PPP: erstes Zentrum für Partikeltherapie in Norddeutschland
01.07.2011 -
PPP: erstes Zentrum für Partikeltherapie in Norddeutschland. Das Universitätsklinikum Schleswig- Holstein (UK S-H) hat ein Bieterkonsortium aus Siemens, Bilfinger Berger und HSG Technischer Service mit Bau und Betrieb des ersten Zentrums für Partikeltherapie (PTZ) in Norddeutschland beauftragt. Mit einem Gesamtwert von rund 250 Mio. € handelt es sich um das bislang größte öffentlich-private Partnerschaftsprojekt (PPP/Public Private Partnership) im deutschen Gesundheitswesen. Das PTZ wird als Kompetenz-Zentrum für Tumorerkrankungen ab 2012 neue Behandlungschancen in der Krebstherapie eröffnen. Der Einzugsbereich soll neben Norddeutschland den gesamten südskandinavischen Raum umfassen. Im Endausbau der Anlage sollen in drei Behandlungsräumen jährlich rund 3.000 Patienten mit Partikeln therapiert werden.

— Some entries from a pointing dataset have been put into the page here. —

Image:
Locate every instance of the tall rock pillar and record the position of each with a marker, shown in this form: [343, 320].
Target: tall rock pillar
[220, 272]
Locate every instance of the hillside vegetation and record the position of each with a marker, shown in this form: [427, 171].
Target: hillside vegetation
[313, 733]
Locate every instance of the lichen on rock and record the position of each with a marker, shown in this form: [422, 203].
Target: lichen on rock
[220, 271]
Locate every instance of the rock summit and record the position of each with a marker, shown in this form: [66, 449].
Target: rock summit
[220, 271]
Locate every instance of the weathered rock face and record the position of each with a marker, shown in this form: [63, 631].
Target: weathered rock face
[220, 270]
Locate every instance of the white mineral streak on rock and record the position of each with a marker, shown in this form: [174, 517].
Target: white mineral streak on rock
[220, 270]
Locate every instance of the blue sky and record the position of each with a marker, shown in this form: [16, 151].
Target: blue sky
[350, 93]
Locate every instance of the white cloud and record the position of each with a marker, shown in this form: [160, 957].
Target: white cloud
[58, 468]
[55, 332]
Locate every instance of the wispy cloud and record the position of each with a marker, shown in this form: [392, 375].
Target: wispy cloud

Der Vertrag beinhaltet die Planung, Errichtung, Finanzierung sowie den technischen Betrieb inklusive der Wartung der Partikeltherapieanlage über einen Zeitraum von 25 Jahren. Zur Realisierung des Projektes gründeten die Sponsoren Siemens Project Ventures und Bilfinger Berger Project Investments eine Projektgesellschaft, die sich über ein internationales Bankenkonsortium refinanziert. Das PTZ umfasst neben den Einrichtungen für die Anwendung der Partikeltherapie (PT) auch eine Abteilung für die konventionelle Strahlentherapie. Die Aufnahme des Betriebes der konventionellen Strahlentherapie ist für Ende 2011 und der Betrieb der PT-Anlage für Anfang 2012 geplant.
Die Umsetzung
„Das PTZ Kiel ist ein Meilenstein für medizintechnische Lösungen und Partnerschaftsmodelle in der Onkologie. Das in Kiel entstehende Kompetenz- Zentrum für die strahlentherapeutische Onkologie wird zukunftsweisend für weitere Partikeltherapie- Zentren in Europa und USA sein“, betonte Prof. Dr. Erich R. Reinhardt, Chief Executive Officer (CEO) von Siemens Healthcare. Siemens wird die Planung und Errichtung der Partikeltherapie-Anlage, die Lieferung der Medizintechnik von der medizinischen Diagnostik bis hin zur Informationstechnologie, den Service sowie den technischen Betrieb der medizintechnischen Systeme übernehmen. Bilfinger Berger Hochbau zeichnet für die schlüsselfertige Erstellung des Zentrums verantwortlich. Innerhalb von 24 Monaten wird die Niederlassung Hamburg das Gebäude mit vier oberund zwei unterirdischen Geschossen erstellen. Für das Projekt kann Bilfinger Berger auf seine Erfahrung bei Projekten für die Gesundheitswirtschaft zurückgreifen. Die HSG übernimmt das technische und infrastrukturelle Gebäudemanagement inkl. Instandsetzung und Reinvestitionen der technischen und baulichen Anlagen sowie des Außenbereichs. Des Weiteren garantiert die HSG Strom-, Wärme- und Wassermengen für das Gebäude mit Ausnahme der medizinischen Einrichtungen. SPV und Bilfinger Berger Project Investments werden jeweils 50 % des erforderlichen Eigenkapitals stellen.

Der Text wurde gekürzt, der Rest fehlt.